Careful Patent Drafting Saves Novartis’s EXJADE Patent Despite Two Distinct Promises

Careful Patent Drafting Saves Novartis’s EXJADE Patent Despite Two Distinct Promises

Teva Canada Limited v Novartis Pharmaceuticals Canada Inc, 2016 FCA 230

It is often good practice for a patent filer to load up a patent specification with many different implementations of their invention, even if each implementation has its own slightly different advantages, in hopes to obtain the broadest patent protection possible in a single patent. This case serves as further assurance that this practice is a sound one, even when considering the feared “promise doctrine” – if the patent drafting is handled with care.

In this case, Teva Canada Limited (“Teva”) failed to show that the Canadian patent on EXJADE, owned by Novartis Pharmaceuticals Canada Inc. (“Novartis”), is invalid for failing to deliver on what it argued was an overarching promise of utility. Teva argued that there is an overarching promise in the EXJADE patent that the “Formula I” and the “Formula II” compounds, as classified in the EXJADE patent, each treat certain diseases in humans. [6] Due to some excellent patent drafting, the Federal Court of Appeal (“FCA”), however, found that the EXJADE patent was drafted so as to make an important distinction between the utilities of the two sets of compounds, [11-12] and thereby held the Formula II claims to a lesser promise, and dismissed Teva’s allegations of inutility. [30]

Patent Drafting re Formula I and Formula II Compounds: Different Utilities & Different Promises

It was agreed by the parties that the Formula I compounds contain some compounds that had been previously made. [15] The novelty of these known compounds, as described in the EXJADE patent, was unequivocally in their use for the treatment of diseases which cause excess metal in the human body. [15] There was therefore a promise that the Formula I compounds be useful in the treatment of such diseases.

The Formula II compounds, on the other hand, are a subset of Formula I compounds, but are said to be themselves novel, having never previously been made. [14-5] Teva argued that the treatment promise should be applied to the claims for the Formula II compounds just as the promise was applied to the claims for the Formula I compounds. [6]

Teva’s argument was not supported, however, by the fact that all of the statements of use in the disclosure relate only to the Formula I compounds.
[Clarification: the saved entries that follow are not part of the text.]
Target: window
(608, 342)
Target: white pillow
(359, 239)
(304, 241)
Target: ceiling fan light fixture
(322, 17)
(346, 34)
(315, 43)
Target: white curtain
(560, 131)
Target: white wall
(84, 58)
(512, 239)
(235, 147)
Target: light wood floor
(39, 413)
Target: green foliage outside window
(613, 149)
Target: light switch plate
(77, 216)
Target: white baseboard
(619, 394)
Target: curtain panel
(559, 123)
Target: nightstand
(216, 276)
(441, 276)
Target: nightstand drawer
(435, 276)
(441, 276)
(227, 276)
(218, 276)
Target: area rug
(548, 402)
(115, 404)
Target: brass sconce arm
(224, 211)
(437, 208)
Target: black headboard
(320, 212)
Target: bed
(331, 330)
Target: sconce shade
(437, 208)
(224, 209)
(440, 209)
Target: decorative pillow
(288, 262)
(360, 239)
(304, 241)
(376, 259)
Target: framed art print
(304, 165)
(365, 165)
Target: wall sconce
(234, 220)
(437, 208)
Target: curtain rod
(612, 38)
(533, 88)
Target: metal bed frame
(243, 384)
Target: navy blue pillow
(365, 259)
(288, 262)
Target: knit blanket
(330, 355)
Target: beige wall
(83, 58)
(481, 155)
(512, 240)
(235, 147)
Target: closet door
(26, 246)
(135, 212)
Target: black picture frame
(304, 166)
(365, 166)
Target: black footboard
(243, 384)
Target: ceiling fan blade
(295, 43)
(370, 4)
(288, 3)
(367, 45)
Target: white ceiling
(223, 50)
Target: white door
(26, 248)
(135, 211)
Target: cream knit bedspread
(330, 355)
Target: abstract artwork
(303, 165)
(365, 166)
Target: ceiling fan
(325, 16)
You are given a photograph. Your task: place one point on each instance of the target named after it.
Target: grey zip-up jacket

The use of the Formula II compounds was not discussed in the EXJADE patent, other than in the following passage: [18]

It has now been found that certain substituted 3,5-diphenyl-1,2,4-triazoles have valuable pharmacological properties when used in the treatment of disorders which cause an excess of metal in the human or animal body or are caused by it, primarily a marked binding of trivalent metal ions, in particular those of iron. [5]
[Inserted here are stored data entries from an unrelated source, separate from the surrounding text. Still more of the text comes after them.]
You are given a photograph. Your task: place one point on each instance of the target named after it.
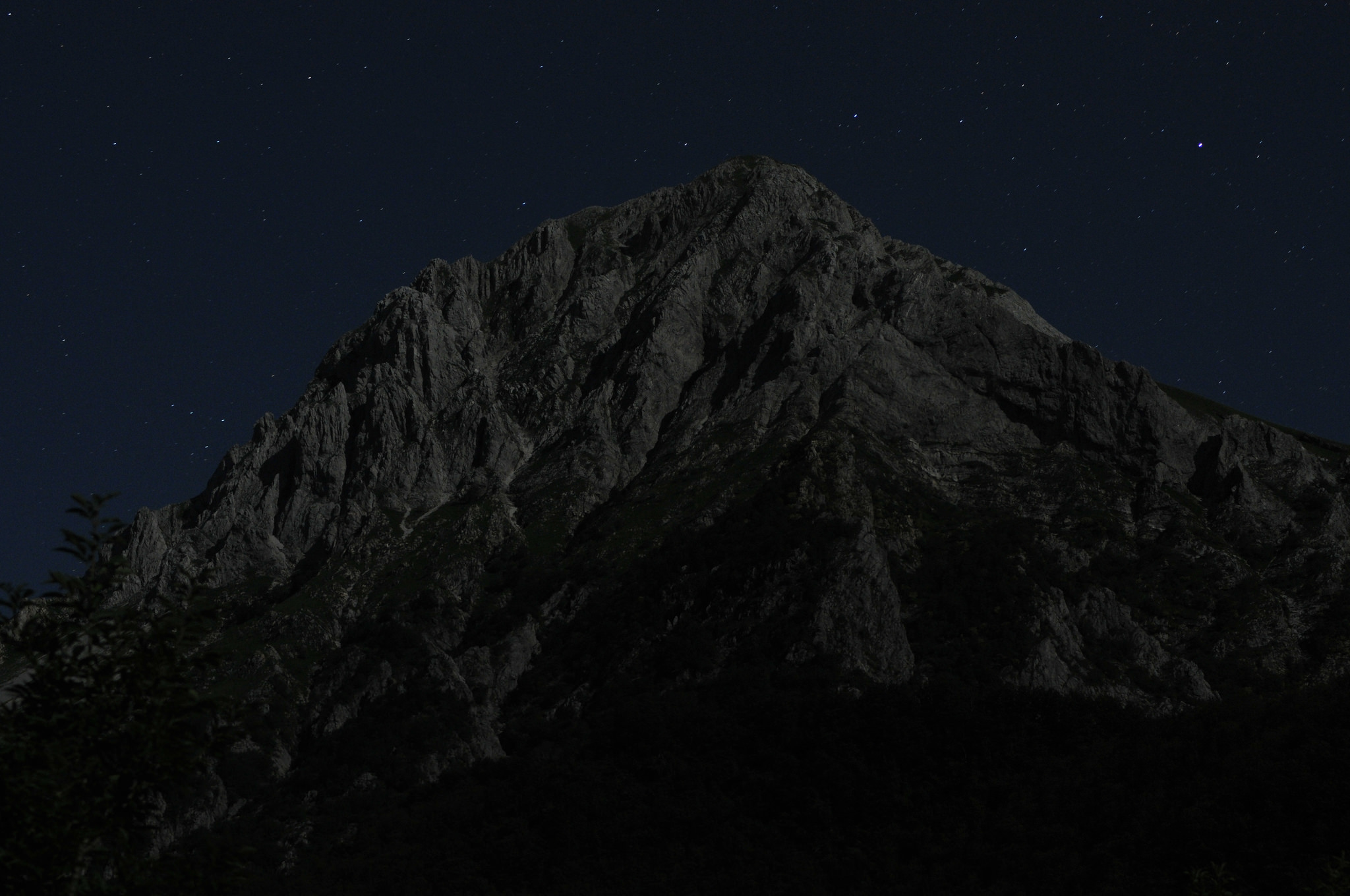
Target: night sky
(196, 199)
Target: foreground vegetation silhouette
(763, 780)
(104, 728)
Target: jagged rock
(730, 423)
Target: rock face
(730, 424)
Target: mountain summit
(721, 430)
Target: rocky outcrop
(724, 424)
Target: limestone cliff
(732, 424)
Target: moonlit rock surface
(730, 423)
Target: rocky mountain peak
(729, 424)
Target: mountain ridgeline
(726, 477)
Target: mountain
(728, 439)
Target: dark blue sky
(196, 200)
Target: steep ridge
(726, 426)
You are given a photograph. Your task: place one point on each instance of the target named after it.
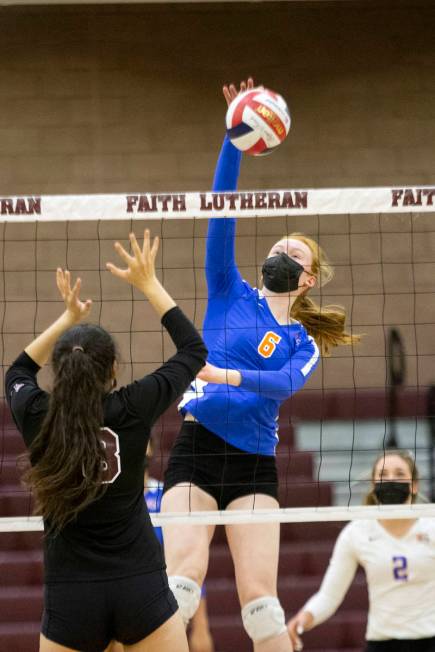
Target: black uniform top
(113, 536)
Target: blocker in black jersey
(112, 539)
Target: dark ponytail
(67, 458)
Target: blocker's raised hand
(77, 309)
(140, 270)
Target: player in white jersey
(398, 557)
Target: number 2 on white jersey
(268, 344)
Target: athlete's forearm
(220, 265)
(42, 346)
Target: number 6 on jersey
(268, 344)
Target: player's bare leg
(187, 546)
(255, 552)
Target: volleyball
(257, 121)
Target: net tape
(247, 516)
(258, 203)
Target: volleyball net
(381, 242)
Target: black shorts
(225, 472)
(404, 645)
(86, 616)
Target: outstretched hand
(140, 270)
(299, 624)
(76, 308)
(230, 92)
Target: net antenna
(396, 379)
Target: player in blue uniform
(263, 346)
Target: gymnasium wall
(127, 98)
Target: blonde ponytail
(326, 324)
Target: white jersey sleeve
(341, 571)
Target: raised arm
(321, 606)
(220, 264)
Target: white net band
(284, 515)
(256, 203)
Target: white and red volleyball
(257, 120)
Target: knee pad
(187, 593)
(263, 618)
The phrase “certain substituted 3,5-diphenyl-1,2,4-triazoles” was interpreted to be an umbrella term referring to both Formula I and Formula II compounds. [20] Although this phrase appeared to make a promise and used the umbrella term, the promise was interpreted to apply only to Formula I compounds.

Teva argued that since every Formula II compound is within the superset of the known Formula I compounds, the novel Formula II compounds should be subject to the same promise made of the treatment of humans via the Formula I compounds. [22] The FCA rejected this argument on the principle that different claims can have different utilities, even for the same compound. [23] Furthermore, given the manner in which the patent disclosure and claims differentiated between Formula I and Formula II compounds, [24-25, 28] the FCA determined that the person skilled in the art would be able to reasonably read the patent as excluding Teva’s elevated promise of utility, [26-27] and therefore sided with Novartis by refusing to find that the Formula II compounds promised the same utility.
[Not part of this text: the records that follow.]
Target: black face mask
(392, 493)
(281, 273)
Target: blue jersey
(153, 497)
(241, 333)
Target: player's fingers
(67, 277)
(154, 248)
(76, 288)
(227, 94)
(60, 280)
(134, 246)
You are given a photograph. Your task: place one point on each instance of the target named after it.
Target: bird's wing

The promise of the Formula II compounds, then, was merely their capacity to bind iron. [30] Considering this lower threshold, the FCA confirmed the FC’s finding that the stated utility had been demonstrated or soundly predicted and that Teva’s allegation of inutility was unjustified. [30]

Commentary

A patent is supposed to be granted for a single invention only, but the EXJADE patent describes at least two different sets of molecules with two different uses. This may to some extent explain the point of view behind Teva’s assertion that there should be only one overarching promise of the patent. But a patent cannot be invalidated solely because it discloses more than one invention (and indeed this was not argued), and it has been well accepted that each claim in a patent is construed independently. There therefore appears to be no contradiction in a patent having multiple claims each with different utilities and, sometimes, with different promises.

Practically speaking, this means that, even from the perspective of protecting your patent from the “promise doctrine”, patent filers can continue to load up a patent specification with many different implementations of an invention, each with its own advantages, so long as the patent description is properly drafted so as to maintain a distinction between each of the implementations and its advantages.